Equilibrium solution for cold dynamical systems and self-similarity

TL;DR

This paper analytically investigates how cold initial conditions in dynamical systems evolve towards self-similarity, revealing the mechanisms and conditions that facilitate this convergence near equilibrium.

Contribution

It establishes a theoretical link between cold initial states and self-similarity, extending the analysis with perturbative methods and practical induction mechanisms.

Findings

Cold solutions can evolve into self-similar states after several dynamical times.

Perturbative analysis shows the power-law potential tends to strengthen and propagate.

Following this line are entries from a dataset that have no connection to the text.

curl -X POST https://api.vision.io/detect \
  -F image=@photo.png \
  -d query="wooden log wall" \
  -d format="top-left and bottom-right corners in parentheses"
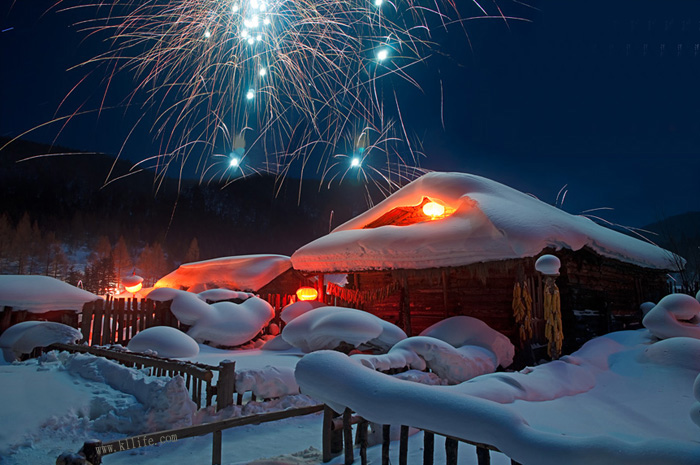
top-left (345, 247), bottom-right (671, 355)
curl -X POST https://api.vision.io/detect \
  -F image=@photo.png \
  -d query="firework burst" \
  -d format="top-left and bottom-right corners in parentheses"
top-left (46, 0), bottom-right (521, 194)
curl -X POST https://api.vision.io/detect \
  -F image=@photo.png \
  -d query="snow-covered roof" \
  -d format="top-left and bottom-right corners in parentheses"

A broad range of initial conditions are compatible with self-similar solutions.

Abstract

Numerical simulations demonstrate a link between dynamically cold initial solutions and an evolution towards self-similarity. However the nature of this link is not fully understood. In this work the link between cold initial conditions and self-similarity near equilibrium is established. The evolution towards self-similarity is analyzed using an analytical solution in a power-law potential. The analytical solution indicates a convergence towards self-similarity after a number of dynamical times even if the inital conditions are far from self-similarity. The power-law model is extended by using perturbative analysis. The perturbative analysis shows that once the power-law potential is initiated it tends to become stronger and propagate. This behavior demonstrates the mechanism behind the convergence towards auto-similarity. The cold solutions are compatible with a broad range of self-similar solutions. As a consequence some seed of a specific self similarity class must appear to induce a convergence mechanism. In practice some local induction of a power-law potential is necessary and some examples of such inductive mechanisms are given.